I totally forgot the weekend herb blogging last week, sigh what a shame but it’s alright, I have every week to make it up to it. As I will be going back to my hometown tomorrow, for my grandma’s birthday, this post is early, as on today.
Anyway, this time I would be introduce a wonderful herb available locally in Malaysia. It is always used in both savoury and mostly sweets cooking. They are green in colour and make your food go green but no they are not vegetables, they are actually, pandan leaves.
I have talked bout these pandan leaves before where they were added into our kaya (local coconut jam) as additional flavouring. For me, pandan has the special fragrant smell that is not too strong but yet distinct enough to show its presence while not overpowering the entire dish.

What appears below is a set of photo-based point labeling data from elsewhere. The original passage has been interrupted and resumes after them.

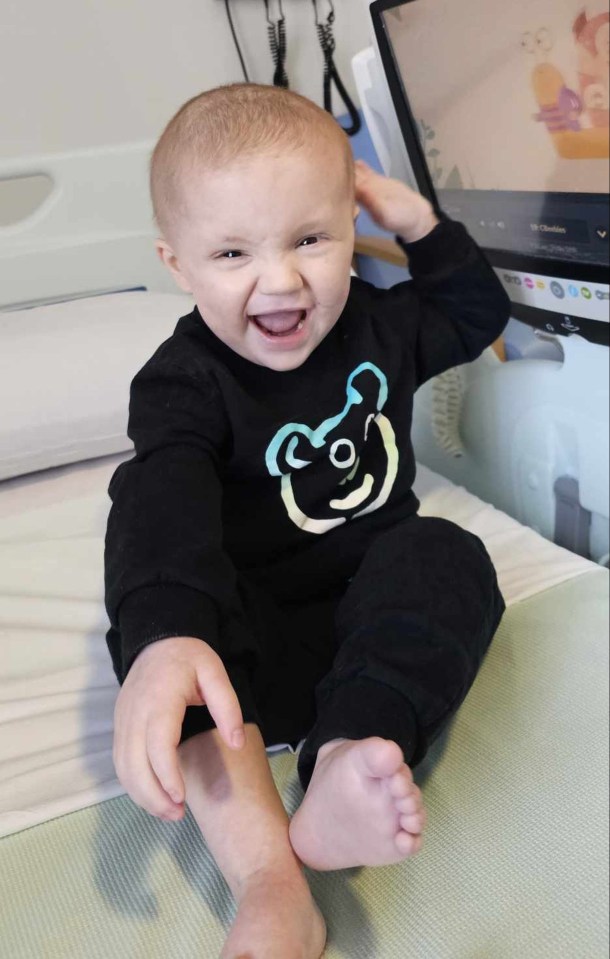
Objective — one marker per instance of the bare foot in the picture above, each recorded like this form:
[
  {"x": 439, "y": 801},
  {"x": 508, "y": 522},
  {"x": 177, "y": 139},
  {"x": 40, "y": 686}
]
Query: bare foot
[
  {"x": 361, "y": 808},
  {"x": 277, "y": 918}
]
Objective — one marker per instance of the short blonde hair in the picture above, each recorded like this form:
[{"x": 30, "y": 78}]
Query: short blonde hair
[{"x": 233, "y": 121}]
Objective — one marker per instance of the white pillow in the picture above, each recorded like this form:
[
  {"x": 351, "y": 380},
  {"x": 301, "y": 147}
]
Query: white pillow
[{"x": 65, "y": 372}]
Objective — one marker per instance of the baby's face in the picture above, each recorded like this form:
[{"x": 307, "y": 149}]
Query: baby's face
[{"x": 266, "y": 250}]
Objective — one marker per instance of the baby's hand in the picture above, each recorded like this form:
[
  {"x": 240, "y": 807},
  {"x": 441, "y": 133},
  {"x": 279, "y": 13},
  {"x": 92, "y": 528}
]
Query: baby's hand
[
  {"x": 393, "y": 205},
  {"x": 166, "y": 677}
]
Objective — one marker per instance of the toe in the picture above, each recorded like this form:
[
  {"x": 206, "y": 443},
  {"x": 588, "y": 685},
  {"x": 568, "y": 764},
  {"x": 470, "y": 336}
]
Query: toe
[
  {"x": 410, "y": 804},
  {"x": 413, "y": 824},
  {"x": 401, "y": 783},
  {"x": 408, "y": 844}
]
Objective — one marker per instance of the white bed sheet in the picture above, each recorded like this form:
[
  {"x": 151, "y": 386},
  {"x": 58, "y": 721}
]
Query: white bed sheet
[{"x": 57, "y": 687}]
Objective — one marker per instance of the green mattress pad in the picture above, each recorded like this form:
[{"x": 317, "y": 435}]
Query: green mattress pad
[{"x": 514, "y": 864}]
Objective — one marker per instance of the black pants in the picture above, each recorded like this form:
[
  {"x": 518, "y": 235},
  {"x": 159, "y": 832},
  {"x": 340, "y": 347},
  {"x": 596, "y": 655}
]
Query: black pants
[{"x": 393, "y": 655}]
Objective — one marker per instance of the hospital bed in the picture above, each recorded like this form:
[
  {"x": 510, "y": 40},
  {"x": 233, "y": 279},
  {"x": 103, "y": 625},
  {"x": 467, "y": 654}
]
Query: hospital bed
[{"x": 515, "y": 860}]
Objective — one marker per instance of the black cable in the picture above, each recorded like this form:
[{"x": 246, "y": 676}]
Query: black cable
[
  {"x": 277, "y": 41},
  {"x": 331, "y": 74},
  {"x": 235, "y": 41}
]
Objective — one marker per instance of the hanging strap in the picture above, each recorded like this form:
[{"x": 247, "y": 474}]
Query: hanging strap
[
  {"x": 331, "y": 74},
  {"x": 276, "y": 30}
]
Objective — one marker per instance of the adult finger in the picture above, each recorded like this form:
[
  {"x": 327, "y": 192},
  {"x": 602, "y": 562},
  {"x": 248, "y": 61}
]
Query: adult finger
[{"x": 222, "y": 702}]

Pandan leaves are a favourite in cooking together with rice like nasi lemak (coconut rice), nasi biryani or chicken rice (we locals here usually have our special Hainanese style oily rice cooked with chicken stock and pandan leaves to go with braised or roasted chicken). It will emit an extra fragrant aroma to the otherwise plain rice. Some people might not even realize its presence but will note how much more fragrant the rice is.
As for the sweets, we locals like to use it in ‘tong sui’ (sweet soup) and also in ‘kuih-muih’ (local cakes). Chinese had always been real good in tong sui making, we have huge varieties with different types of healing properties. I might blog more about it in future, featuring various tong sui that we usually have in Chinese cuisine, ah it can also be part of my ‘exploring my origins’ project.
Well for now, the limelight is on this week’s herb, pandan leaves. I have choices of so many favourites above, but somehow the alluring thoughts of tong sui evaded me and I succumbed to my old time favourite Hak Lor Mai (Sweet Black Glutinous Rice). My grandma use to make this only on occasions, and I would always be thrilled to have a bowful, then another helping, then another and another and…ok, too much! I just love the nutty flavours it emits (though no nuts here), and the crunch of the glutinous rice.
Usually, this Hak Lor Mai would be served with a drizzle of coconut milk, freshly squeezed and this is important as it will affect the flavour of the Hak Lor Mai. Some like a lot of coconut milk, some don’t, and I am one who loves my Hak Lor Mai black, just a little coconut milk plus whole load of pandan smell. Ah, bliss.
Hak Lor Mai (Sweet Black Glutinous Rice)
As now I am no longer in my teens where I can have a bowful and another and another without effect, I had become much more health conscious. Though delicious, coconut milk is not good to be consumed in excess. Therefore, I had substituted it with evaporated milk, and I personally like it much more. Though, this is strictly individual preferences, and most would gaps at this un-authenticity. Anyhow, J seems to prefer the evaporated milk version too, oh that vain boy!
300g Black Glutinous Rice
2 litres of water
4 pcs Pandan leaves
250g Gula Melaka (Palm sugar)
150 ml coconut milk/evaporated milk
Dump everything, except the gula melaka and coconute milk, into the slow cooker and put on auto/low for about 8 hours or overnight.
Next, add in gula melaka and cook till dissolved, bout 15-20 minutes more.
Serve a bowful of Hak Lor Mai with a drizzle of coconut milk or like me, evaporated milk.
This yummy tong sui goes well served warm or chilled.
Alternative method from KC:
Soak rice overnight.
Drain and wash rice the next day.
Put rice into rice cooker to cook.
Add enough water to cook the rice.
When rice is cooked, removed.
Boil water with gula melaka, pandan leaves till sugar is melted.
Add cooked rice to it and simmer over low heat for 2 hours.
Add more water if it dries up.
Served as suggested.
Makes for a person who can finish a bowl, then reach for another, and another, and another and….till the sixth bowl, if still possible 😉 To be safe, share these quickly!